Two emos are dating, and the most romantic thing they have ever done is slit each other's wrists.
Self Harm Jokes
My 14 year old daughter went shopping at a grocery story.
She gets to the register and she asked the cashier to scan her scarred wrist.
The cashier scanned it and replied with, "Ma'am this item is worthless."
I want to be like pizza so I can get cut into 8 pieces.
An Emo kid in a tree falls. At the same time an apple falls from the same tree, what hits the ground first? The apple would be due to the kid's rope and noose.
What do cutting boards and a suicidal teen's wrist have in common?
They both have cutting marks.
Me: I saw an emo kid that got a haircut today. But instead of saying “Like ya cut g” and slapping the neck, I slapped the wrist and said “Like ya cut’s g.”
Emo kid: He said like your bullet holes, G.
Me: I have no bullet holes.
Emo kid: Not yet, you don't.
Me: Ayo what the fuc*.
I named my grass emo, and it cut itself.
Which way is quicker to die?

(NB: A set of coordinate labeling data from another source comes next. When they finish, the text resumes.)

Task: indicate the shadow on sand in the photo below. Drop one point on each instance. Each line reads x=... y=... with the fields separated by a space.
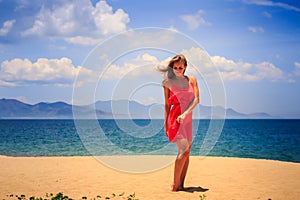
x=194 y=189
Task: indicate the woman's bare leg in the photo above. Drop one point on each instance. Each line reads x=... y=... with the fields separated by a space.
x=185 y=167
x=183 y=153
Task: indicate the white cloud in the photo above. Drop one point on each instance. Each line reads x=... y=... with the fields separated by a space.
x=297 y=69
x=7 y=25
x=142 y=65
x=256 y=29
x=194 y=20
x=20 y=72
x=273 y=4
x=78 y=21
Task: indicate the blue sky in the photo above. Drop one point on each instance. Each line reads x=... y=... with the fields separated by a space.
x=254 y=45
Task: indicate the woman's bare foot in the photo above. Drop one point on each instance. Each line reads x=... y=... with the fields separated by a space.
x=176 y=189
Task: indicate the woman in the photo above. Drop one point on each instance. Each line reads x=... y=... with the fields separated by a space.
x=181 y=97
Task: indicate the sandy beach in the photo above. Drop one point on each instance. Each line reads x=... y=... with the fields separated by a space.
x=214 y=177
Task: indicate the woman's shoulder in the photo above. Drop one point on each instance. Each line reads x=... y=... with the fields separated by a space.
x=192 y=79
x=167 y=83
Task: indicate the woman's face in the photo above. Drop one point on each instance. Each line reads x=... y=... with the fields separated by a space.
x=178 y=68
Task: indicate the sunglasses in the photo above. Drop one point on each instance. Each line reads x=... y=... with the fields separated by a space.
x=176 y=68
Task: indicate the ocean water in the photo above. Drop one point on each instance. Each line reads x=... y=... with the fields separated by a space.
x=275 y=139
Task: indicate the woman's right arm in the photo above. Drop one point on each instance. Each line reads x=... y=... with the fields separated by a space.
x=166 y=107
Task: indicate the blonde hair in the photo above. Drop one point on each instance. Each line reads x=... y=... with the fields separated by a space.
x=169 y=69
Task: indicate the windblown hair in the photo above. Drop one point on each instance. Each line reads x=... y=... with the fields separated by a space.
x=169 y=69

Noose or slitting my throat?
My parents used to make me and my siblings apologize to the ground when we stomped.
If I had done "it," I would have gotten SO many apologies.
What shouldn't you ask an emo?
"Do a wrist reveal."
Butcher knives are great tools for cutting many things!
Fruit, vegetables, my arms.
What did one emo kid say to the other? "Nice cuts, G!" (because they like to cut themselves).
My friend: I want to cut myself.
Me: No, don’t do that. *hands lighter* Do this instead.
I got so bad about cutting myself every time I went to the bathroom, I wanted to break my jacket zipper off and use that!
I slit my wrists.
What do emo kids scan at the store? Their wrist.
What falls quicker off a tree? The leaf or the emo?
The leaf, because the emo is stopped by the rope.
What do you call a flat-chested emo?
A cutting board.
Suicide
Don’t cut yourself up about it.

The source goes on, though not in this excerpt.